Saturday, April 23, 2011

And another-nother thing.

Today's thoughts:

I wish to propose something to you, dear reader. It's a little thought puzzle, and you can play it right where you're sitting. Imagine:
- A china teapot orbiting the sun between Earth and Mars, too small to be picked up by even our most powerful telescopes and thus utterly unprovable.
- A magical unicorn that is both invisible and pink, its contradictory nature chalked up to divine mystery and invisibility rendering it utterly unprovable.
- A giant bee which lives inside the sun, using its infinite invisible arms to manipulate all matter in the universe. Oh, and it's completely and utterly unprovable.
- For bonus points, why not make up your own! It's fun, and the only rule is that they have to be entirely without evidence. Go wild!

Now for the fun part: I want you to believe that each of those exists. You can believe in them one at a time, or all at once - it's up to you. They're all unfalsifiable, so their non-existence cannot be any more proven than their existence; it's all up to you to decide whether they exist or not.

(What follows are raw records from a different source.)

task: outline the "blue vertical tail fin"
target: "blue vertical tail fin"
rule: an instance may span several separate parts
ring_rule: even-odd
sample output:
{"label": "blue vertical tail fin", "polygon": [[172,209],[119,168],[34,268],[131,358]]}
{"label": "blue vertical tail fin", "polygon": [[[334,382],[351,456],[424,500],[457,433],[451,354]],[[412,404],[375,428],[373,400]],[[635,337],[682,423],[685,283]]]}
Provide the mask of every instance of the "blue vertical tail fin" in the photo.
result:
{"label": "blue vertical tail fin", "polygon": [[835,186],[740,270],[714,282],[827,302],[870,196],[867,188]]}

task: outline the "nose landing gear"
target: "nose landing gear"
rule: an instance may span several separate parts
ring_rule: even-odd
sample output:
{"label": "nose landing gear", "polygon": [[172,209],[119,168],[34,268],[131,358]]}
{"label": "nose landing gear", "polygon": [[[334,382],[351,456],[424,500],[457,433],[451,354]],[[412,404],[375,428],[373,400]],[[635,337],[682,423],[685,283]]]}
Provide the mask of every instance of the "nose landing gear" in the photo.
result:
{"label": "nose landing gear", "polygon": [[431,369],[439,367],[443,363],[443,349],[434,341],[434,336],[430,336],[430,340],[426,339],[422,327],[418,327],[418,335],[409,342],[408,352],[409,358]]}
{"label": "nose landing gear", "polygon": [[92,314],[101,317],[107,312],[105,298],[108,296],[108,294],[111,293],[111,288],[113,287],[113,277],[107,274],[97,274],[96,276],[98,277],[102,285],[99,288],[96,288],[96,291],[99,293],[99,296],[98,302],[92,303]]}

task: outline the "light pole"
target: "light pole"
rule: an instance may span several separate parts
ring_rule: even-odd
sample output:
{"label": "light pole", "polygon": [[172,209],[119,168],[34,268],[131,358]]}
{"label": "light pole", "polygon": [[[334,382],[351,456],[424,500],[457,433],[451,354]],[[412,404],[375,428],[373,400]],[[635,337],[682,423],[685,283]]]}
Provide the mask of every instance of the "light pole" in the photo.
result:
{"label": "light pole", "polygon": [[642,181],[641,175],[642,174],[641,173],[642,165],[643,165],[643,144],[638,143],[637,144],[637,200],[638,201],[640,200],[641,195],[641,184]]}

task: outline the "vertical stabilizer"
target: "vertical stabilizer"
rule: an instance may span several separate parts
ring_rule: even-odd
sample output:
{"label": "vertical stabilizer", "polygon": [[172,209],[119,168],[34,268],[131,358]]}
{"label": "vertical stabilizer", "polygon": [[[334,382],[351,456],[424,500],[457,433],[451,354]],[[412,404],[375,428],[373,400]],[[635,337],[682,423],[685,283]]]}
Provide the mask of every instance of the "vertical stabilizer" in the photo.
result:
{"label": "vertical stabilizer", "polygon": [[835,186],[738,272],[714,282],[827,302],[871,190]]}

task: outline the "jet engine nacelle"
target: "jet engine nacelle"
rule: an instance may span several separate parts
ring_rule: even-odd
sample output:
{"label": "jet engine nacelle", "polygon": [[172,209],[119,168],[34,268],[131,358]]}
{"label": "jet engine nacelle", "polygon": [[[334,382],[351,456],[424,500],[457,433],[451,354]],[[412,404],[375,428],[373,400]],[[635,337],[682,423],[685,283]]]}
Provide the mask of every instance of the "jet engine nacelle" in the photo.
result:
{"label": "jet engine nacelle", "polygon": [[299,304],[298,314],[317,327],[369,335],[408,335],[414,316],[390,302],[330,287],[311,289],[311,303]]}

So can you bring yourself to truly believe in them - simply acknowledging that their existence is a possibility doesn't count - after honest and rational scrutiny? Or are they too obviously made up to prove a point?

I bring up this odd and mildly patronising exercise because I realised I didn't cover everyone in my last post - the one about how you're either a theist or an atheist. I still believe that, but I left one possible group out: those who are in the middle, undecided, but still think faith deserves a chance. If you think faith is valid evidence, then I would suggest you still count as a theist even if you're still unsure about the existence of a specific divinity. All the examples I listed earlier rely on faith, yet they're so ridiculous that no remotely rational person would consider them to actually exist.

So why do we consider faith an acceptable form of evidence in some cases but not in others? Or rather, why do we consider faith anything other than a delusion in some cases but not in others. I'm not trying to argue now that faith is bad or anything like that. I'm just trying to get a consensus that faith is an unacceptable source of "evidence" and is simply people convincing themselves of something which is completely without proof (and thus they have no reason to believe). Which it is. Don't back out on me now - we've already shown that. Once we're on the same page about that, then we can discuss whether theism is a force for good or evil in this world. Otherwise we're going to be talking past each other and no productive debate can occur.

TL;DR - A short tack-on to my last article, in which I acknowledge that I wasn't completely thorough and set out to rectify this lack of insight. Essentially, if you still consider faith to be remotely valid, I classed you as a theist. Apologies.